Entramos no Cemitério. Saboreamos aquele belo poema sobre a morte, que a Lala compôs para o nosso cemitério. Um poema que já tantas vezes aqui reproduzimos. Procuramos a campa de Pe. Luís — o n.º 5 da zona P. Enquanto a mãe, o menino e eu esperávamos, em silêncio, o pai deixou-nos. Ajoelhou diante da campa, inclinou-se profundamente, em atitude de oração. Ainda de joelhos, endireitou-se. Falou qualquer coisa que só Pe. Luís e ele puderam ouvir. Sei é que voltou a inclinar-se sobre a campa, foi à cruzinha de cimento poisada sobre a terra nua e seca, na cabeira da campa, junto a uma roseira que a ali plantaram. Beijou a cruz. Ergueu-se de novo. Parecia reconciliado — consigo, com Pe. Luís e com a vida.
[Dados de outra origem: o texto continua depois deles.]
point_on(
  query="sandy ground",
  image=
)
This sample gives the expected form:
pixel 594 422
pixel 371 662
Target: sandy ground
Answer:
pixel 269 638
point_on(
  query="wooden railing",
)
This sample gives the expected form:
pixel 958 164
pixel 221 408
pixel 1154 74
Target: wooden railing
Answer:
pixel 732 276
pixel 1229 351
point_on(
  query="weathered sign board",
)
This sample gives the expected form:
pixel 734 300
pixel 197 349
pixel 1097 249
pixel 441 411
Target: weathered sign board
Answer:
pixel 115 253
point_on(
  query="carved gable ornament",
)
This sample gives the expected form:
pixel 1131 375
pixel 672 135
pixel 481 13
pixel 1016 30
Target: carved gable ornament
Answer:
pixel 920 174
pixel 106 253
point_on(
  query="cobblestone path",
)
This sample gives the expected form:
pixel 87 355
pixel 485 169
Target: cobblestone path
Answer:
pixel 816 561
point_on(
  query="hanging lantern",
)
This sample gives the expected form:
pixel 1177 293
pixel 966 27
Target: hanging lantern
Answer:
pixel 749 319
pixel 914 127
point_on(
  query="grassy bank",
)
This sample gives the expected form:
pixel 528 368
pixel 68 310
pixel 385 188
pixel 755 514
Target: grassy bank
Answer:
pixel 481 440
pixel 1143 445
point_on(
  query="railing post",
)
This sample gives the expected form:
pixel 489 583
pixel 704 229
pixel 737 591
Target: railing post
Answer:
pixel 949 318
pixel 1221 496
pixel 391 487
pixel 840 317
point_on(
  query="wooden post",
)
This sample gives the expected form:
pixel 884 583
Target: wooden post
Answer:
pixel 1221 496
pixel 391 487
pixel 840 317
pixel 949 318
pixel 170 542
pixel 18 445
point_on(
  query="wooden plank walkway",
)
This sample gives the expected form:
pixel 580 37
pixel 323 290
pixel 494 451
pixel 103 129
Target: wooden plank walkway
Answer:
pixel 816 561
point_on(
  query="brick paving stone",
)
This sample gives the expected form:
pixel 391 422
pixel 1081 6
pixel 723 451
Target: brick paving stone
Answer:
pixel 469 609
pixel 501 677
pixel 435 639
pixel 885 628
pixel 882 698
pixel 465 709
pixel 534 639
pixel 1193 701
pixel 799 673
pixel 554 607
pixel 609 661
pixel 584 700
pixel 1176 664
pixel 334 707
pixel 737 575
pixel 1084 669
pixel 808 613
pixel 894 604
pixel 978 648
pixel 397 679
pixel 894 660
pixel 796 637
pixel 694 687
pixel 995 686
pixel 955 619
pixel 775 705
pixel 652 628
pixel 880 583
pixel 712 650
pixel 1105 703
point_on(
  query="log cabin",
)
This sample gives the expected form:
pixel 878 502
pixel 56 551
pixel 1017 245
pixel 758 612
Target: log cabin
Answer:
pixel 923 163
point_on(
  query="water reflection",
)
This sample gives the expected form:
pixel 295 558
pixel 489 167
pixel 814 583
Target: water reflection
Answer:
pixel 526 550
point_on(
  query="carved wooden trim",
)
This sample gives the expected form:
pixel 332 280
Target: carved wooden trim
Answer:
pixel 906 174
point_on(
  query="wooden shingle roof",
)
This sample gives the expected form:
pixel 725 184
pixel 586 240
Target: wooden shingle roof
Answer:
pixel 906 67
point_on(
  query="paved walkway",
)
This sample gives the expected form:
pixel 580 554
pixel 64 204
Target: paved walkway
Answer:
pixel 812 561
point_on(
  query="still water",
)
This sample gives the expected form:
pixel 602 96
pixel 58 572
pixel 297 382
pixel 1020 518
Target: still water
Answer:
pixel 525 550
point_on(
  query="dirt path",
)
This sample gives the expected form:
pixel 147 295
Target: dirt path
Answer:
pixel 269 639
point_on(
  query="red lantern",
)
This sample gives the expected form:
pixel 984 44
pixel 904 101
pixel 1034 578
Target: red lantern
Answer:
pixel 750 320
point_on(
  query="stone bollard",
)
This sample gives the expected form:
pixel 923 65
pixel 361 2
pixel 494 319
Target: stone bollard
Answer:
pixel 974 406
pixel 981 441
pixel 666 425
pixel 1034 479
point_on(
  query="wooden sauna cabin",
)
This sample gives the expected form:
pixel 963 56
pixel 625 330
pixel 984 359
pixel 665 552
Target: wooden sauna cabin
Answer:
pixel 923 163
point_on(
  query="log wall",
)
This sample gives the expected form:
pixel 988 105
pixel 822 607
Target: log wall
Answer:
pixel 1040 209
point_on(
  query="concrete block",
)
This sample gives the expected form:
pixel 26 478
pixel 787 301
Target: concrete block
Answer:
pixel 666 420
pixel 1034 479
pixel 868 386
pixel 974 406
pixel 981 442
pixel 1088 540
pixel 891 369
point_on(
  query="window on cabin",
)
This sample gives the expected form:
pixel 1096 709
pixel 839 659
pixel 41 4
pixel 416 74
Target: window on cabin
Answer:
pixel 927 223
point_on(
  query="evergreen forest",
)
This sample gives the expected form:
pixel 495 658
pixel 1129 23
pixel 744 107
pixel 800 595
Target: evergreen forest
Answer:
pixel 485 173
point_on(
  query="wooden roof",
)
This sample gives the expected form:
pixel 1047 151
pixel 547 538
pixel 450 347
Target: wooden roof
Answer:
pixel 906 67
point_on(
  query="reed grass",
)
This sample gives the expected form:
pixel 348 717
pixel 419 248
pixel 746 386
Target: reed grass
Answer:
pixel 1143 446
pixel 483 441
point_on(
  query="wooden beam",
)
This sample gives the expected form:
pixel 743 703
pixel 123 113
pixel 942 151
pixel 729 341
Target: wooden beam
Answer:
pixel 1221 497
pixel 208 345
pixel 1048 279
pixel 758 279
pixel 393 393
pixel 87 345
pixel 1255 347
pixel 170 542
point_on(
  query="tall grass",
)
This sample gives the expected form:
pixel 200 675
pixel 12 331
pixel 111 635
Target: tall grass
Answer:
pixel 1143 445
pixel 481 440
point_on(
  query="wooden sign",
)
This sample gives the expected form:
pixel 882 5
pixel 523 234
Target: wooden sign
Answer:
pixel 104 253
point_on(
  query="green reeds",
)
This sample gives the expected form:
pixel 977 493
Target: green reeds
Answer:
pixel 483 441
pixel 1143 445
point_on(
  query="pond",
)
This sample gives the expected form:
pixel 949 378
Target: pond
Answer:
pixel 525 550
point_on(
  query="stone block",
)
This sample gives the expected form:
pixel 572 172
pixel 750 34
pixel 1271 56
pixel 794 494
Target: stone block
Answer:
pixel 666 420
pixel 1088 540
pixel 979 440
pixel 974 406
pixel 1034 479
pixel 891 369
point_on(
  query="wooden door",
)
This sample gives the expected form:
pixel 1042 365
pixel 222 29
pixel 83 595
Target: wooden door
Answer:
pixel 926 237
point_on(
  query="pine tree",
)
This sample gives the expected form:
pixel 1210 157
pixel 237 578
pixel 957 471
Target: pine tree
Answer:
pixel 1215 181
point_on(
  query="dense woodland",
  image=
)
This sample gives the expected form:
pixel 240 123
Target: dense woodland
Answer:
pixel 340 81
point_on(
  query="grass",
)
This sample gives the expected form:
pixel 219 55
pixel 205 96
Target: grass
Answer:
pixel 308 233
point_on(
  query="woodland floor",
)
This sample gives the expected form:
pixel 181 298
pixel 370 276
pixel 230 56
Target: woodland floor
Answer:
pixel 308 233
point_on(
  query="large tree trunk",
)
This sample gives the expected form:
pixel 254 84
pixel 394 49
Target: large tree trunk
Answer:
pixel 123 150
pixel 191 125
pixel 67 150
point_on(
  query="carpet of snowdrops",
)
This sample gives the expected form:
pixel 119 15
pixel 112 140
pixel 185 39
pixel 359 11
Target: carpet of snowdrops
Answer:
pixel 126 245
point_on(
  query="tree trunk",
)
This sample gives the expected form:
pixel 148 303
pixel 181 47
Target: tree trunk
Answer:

3. Leis em prejuízo de ambas as partes… Fico-me a ruminar o cenário. Com pena de não ter feito uma foto. Penso, sinto, acolho tudo isto como uma evidência — é um crime impedir a entrega… Porque uma Casa do Gaiato até cria d'ISTO.

1 IPSS — Instituição Particular de Solidariedade Social; ISS — Instituto de Segurança Social.

2 Se olho nos olhos a palavra refletir, vejo que ela esconde um convite a debruçar-me / pôr de joelhos (fletir!) sobre uma determinada REalidade que precisa de ser tratada com toda a d'IGNIdade que ela merece… Caso de crianças e jovens — em fase de DESenvolvimento, dependentes da orientação que este desenvolvimento possa tomar…

3 Gosto de RE+fletir sobre este se!… Não é um simples "agente apassivante"… Tem de ser o aguilhão que me deixa inquieto enquanto não vejo o caso tratado.

4 A "salvação", na Boa Nova do Evangelho, é o "livrar do sofrimento, o matar a fome e o criar proximidade" — para que ninguém se sinta fora da Casa do Pai.